Speedofsand;1292019 wrote:it does show how many games. week by week. are you that fucking stupid?
Dear lord ... and my jimmies are rustled? LOL!
It shows how many players on a team are injured in a given week. Not how many games a particular player is injured. Theoretically, you start with four injured players in Week 1 and end up with 8 players injured in Week 16. That's a steady slope of 4/15ths. Using that, there are a total of 104 games missed by one of all the players on the team. Figure that out on a per-week basis, and you have approximately 6.5 players out of 53 injured in a given game. 6.5 out of 53 is about 12.26%, leaving the average week with about 87.74% of the team is listed as active each week.
However, even if you want to just go with Week 16 against the 53-man roster, you're looking at 8 of the 53 ... 15.1% of the players, which is the worst ratio your graph shows. Assume that we apply that evenly to all players (which is obviously not accurate) across the entire year. That still means they only miss just under 2 games a year. Compare that to our 26.45% from Taylor.
How are you not getting this? And I'm stupid? No matter what stats you try to manipulate, they don't support your claim that an average player spends 20% of his career on the DL.
Speedofsand;1292019 wrote:so now I can't include guys who got injured because you say they are 'scrubs'?
WTH difference does that make?
If a player is injured and not needed in the game, they are more likely to be left on the injured list. That's how it skews the percentage of the season they spend injured.
If a player is injured and not deemed valuable enough, they'll be released and not picked up, even if they might be healthy to play the very next year. That's how it skews average career length. Use your head, here. This isn't biochemical engineering.
Speedofsand;1292019 wrote:It does not matter when he got drafted.
The statistics would indicate otherwise. If the average career in the NFL is 3.4 years, and the average career of a first round draft pick in the NFL is 9.3 years, I'd say the numbers suggest it matters very much when he got drafted. Given that draft order is typically a gauge of perceived talent and value as a player, it would indicate that talent plays a larger role in the shortening of a career than injury propensity.
Speedofsand;1292019 wrote:If a player on the field gets injured, it counts as an injury.
Hell, if a player gets injured OFF the field, it counts as an injury. The length of the injury, in games, can largely be influenced by a player's perceived value to the team, though. It's not whether they get injured. It's how long they stay injured but employed as a RB.

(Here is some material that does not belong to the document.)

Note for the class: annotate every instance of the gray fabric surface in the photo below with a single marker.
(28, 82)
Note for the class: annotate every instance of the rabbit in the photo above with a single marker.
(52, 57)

Speedofsand;1292019 wrote: I never said Taylor never ever got hurt, you said he was another Beanie Wells.
I disagree.
Technically, prior to this year (which, admittedly, doesn't leave much data), Beanie had only missed five games in three years (3 in 2010, 2 in 2011). That puts him closer to those other backs I mentioned, but it does seem like he's always banged up.
Speedofsand;1292019 wrote:Some would say it takes toughness to return from multiple injuries, instead of just retiring in 3 years.
To some degree, it does. It also take a team willing to pay you to be on their roster. THAT is the distinction. Doesn't matter how tough you are if nobody is willing to pay you to be in their team anymore.
Look, I'm not even saying he's not a "hang tough" guy in light of his injuries. On the contrary, I think he most likely was. I'm just saying he got injured more than most, which is why he acquired the nickname.
Speedofsand;1292019 wrote:Oh I see now. Couldn't tell you meant only 1st round draft picks who made a pro bowl & retired as a top 25 all-time RB.
Not all of those retired as a top-25 all-time running back. Hell, only three of them finished ahead of Taylor in career yardage (a testament to his value when healthy). Exaggeration isn't going to help.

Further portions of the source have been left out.